If you’re considering porting or transferring your mortgage, it makes the most sense to do it when your mortgage rate is lower than what’s currently being offered by lenders. This is because your blended rate will end up being lower than if you were to start a new mortgage from scratch.

However, if the mortgage rate you can qualify for today is lower than what you currently have, it might not make sense to port. In order to access these lower rates, you’d need to consider refinancing your mortgage. Be sure to look at the penalty to break your mortgage before deciding whether or not that’s a good idea.

Can you port any mortgage?

There’s a possibility you won’t be able to port your mortgage at all. Some lenders allow mortgage porting, while others do not. If you’re planning to move home during the term of a mortgage, this is a very important feature to have. A mortgage broker will be able to tell you which lenders are portable.

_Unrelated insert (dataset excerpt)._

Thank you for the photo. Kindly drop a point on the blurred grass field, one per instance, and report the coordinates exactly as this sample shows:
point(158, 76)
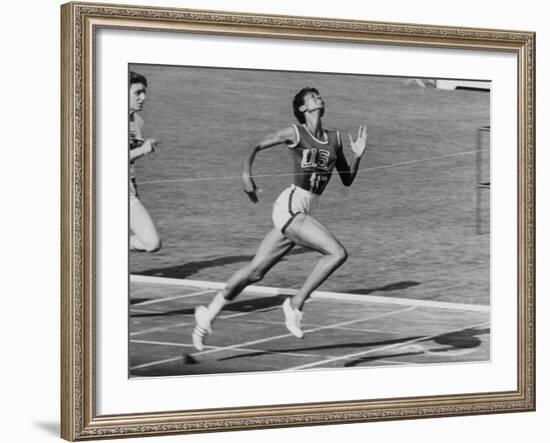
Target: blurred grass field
point(408, 221)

Finally, not all mortgages are portable. For example, most variable-rate mortgages can’t be ported. The amount of time you have to complete the port, which is usually between 30 and 120 days, also varies among lenders. Some will allow just 30 days, which may be tight in some circumstances. But 120 days is usually enough time for someone to complete the sale of their old property and complete the purchase of their new home.

The bottom line

If you’re getting a new mortgage, being able to port your mortgage is a good feature to have, whether or not you expect to use it. After all, none of us know what the future holds. If you think you might move to a new home within your upcoming term, it’s a must. If you’re currently looking to buy a new house and port your current mortgage, make sure you do your research and decide if porting is the right option for you.